For visual question-answering, we evaluate zero-shot performance on the test-dev set of VQAv2. Greedy search is used for decoding. We report VQA scores obtained from VQAv2 evaluation serverhttps://eval.ai/challenge/830/overview. “Question: {question} Answer: {answer}” is used as the prompt for the dataset. The image resolution is 224 $\times$ 224 for both two tasks.
3.2 Results
We present the zero-shot performance on Flickr30k and VQAv2 in Table 5. Kosmos-2 exhibites comparable overall performance to the Kosmos-1, showing a slight improvement on Flickr30k while experiencing a marginal decrease on VQA. While Kosmos-2 introduces new capabilities of grounding and referring, the model still achieves competitive performance on perception-language tasks.
4 Language Tasks
We evaluate Kosmos-2 on eight language tasks, such as cloze and completion tasks (StoryCloze, HellaSwag), Winograd-style tasks (Winograd, Winogrande), commonsense reasoning (PIQA), and three SuperGLUE benchmark datasets (BoolQ, CB, and COPA). We report the zero-shot results in Table 6. Compared with Kosmos-1, Kosmos-2 achieves similar performance on StoryCloze, HellaSwag, Winograd, Winogrande, and PIQA, experiences a decrease in performance on CB, but shows improvement on BoolQ and COPA. In summary, Kosmos-2 demonstrates the acquisition of new capabilities while experiencing comparable performance on language tasks. This illustrates the potential of the model in balancing and expanding its skills across different domains.
Conclusion
We present Kosmos-2, a multimodal large language modal, that can ground to the visual world. Specifically, we pre-train Kosmos-2 by augmenting the multimodal corpora used in Kosmos-1 with GrIT, a large-scale dataset of Grounded Image-Text pairs, which is created by extracting and associating noun phrases and referring expressions in the caption to the objects or regions in the scene. Kosmos-2 enables new capabilities of perceiving image regions and grounding text output to the visual world, which makes grounding as a foundation capability of MLLMs in many downstream applications. Experimental results demonstrate that Kosmos-2 achieves impressive results on language and vision-language tasks evaluated in Kosmos-1, grounding tasks including phrase grounding and referring expression comprehension, and referring tasks such as referring expression generation.
Acknowledgement
Some examples (such as Figure 1) are taken from the WHOOPS corpus .
Ethics Statement
The model presented in this paper is intended for academic and research purposes. The utilization of the model to create unsuitable material is strictly forbidden and not endorsed by this work. The accountability for any improper or unacceptable application of the model rests exclusively with the individuals who generated such content. We also put Microsoft AI Principleshttps://www.microsoft.com/ai/responsible-ai into practice when developing the models.
References
Appendix A Hyperparameters
The training hyperparameters of Kosmos-2 are listed in Table 7.
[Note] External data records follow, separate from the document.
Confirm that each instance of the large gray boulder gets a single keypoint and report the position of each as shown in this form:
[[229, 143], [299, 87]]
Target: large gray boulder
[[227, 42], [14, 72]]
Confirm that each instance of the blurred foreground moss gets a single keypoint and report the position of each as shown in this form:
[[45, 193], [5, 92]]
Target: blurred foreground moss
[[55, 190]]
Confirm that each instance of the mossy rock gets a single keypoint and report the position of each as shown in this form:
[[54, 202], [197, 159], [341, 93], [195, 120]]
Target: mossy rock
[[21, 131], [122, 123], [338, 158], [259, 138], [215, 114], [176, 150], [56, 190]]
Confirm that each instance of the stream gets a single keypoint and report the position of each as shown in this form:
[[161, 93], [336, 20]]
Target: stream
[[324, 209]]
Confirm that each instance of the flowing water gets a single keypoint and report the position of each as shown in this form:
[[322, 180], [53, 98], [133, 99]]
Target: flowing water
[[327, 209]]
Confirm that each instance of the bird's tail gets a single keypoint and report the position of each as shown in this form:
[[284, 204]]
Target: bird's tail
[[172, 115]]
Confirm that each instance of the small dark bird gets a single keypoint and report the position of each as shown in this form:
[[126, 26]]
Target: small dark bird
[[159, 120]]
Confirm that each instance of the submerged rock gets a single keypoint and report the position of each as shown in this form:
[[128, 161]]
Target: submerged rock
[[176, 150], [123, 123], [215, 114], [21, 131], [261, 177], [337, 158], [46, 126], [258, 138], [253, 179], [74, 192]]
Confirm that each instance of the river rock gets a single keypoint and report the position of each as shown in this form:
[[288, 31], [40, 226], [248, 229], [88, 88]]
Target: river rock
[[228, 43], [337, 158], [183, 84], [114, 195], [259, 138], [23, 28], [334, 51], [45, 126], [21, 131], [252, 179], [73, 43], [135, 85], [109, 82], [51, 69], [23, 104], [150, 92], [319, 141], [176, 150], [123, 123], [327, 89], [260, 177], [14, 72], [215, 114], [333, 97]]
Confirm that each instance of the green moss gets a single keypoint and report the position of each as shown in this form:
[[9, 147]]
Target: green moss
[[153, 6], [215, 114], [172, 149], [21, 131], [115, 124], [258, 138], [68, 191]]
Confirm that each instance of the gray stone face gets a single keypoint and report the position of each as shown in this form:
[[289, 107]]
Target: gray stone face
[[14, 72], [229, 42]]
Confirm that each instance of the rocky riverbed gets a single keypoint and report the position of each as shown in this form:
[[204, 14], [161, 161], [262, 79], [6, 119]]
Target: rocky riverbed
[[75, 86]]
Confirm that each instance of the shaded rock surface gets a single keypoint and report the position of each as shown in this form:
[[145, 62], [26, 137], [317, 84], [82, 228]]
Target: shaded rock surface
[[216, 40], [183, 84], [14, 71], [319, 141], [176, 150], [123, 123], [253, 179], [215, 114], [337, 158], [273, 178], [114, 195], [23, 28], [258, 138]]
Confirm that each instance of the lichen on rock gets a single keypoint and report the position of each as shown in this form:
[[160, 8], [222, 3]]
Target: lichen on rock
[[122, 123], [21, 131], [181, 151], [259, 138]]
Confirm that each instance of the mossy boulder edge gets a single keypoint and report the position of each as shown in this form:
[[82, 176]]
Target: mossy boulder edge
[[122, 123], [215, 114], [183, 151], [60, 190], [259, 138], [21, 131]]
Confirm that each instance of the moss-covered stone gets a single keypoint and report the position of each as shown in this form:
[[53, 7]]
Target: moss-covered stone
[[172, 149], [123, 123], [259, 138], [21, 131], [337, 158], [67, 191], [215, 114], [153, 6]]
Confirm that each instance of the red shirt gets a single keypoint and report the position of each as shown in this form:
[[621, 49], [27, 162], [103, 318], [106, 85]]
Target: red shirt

The instruction tuning hyperparameters are listed in Table 8.
Appendix B Templates for Grounded Instruction Data
Table 9 presents the instruction templates of expression generation based on its associated bounding boxes during instruction tuning.
Appendix C Examples of GrIT
We present some examples of the GrIT corpus in Figures 6, 7, 8 and 9. The grounded image-text pairs span over various domains and contain different numbers of objects.
Appendix D More Examples of Kosmos-2
As illustrated in Figure 10, multimodal referring capability used for visual dialogue can unlock potential in human-AI interaction. In Figure 11, our approach demonstrates its in-context learning ability for fine-grained object detection using both text and image descriptions. Figure 12 and Figure 13 showcase more selected examples, including grounded visual question answering, grounded image captioning, and multimodal referring.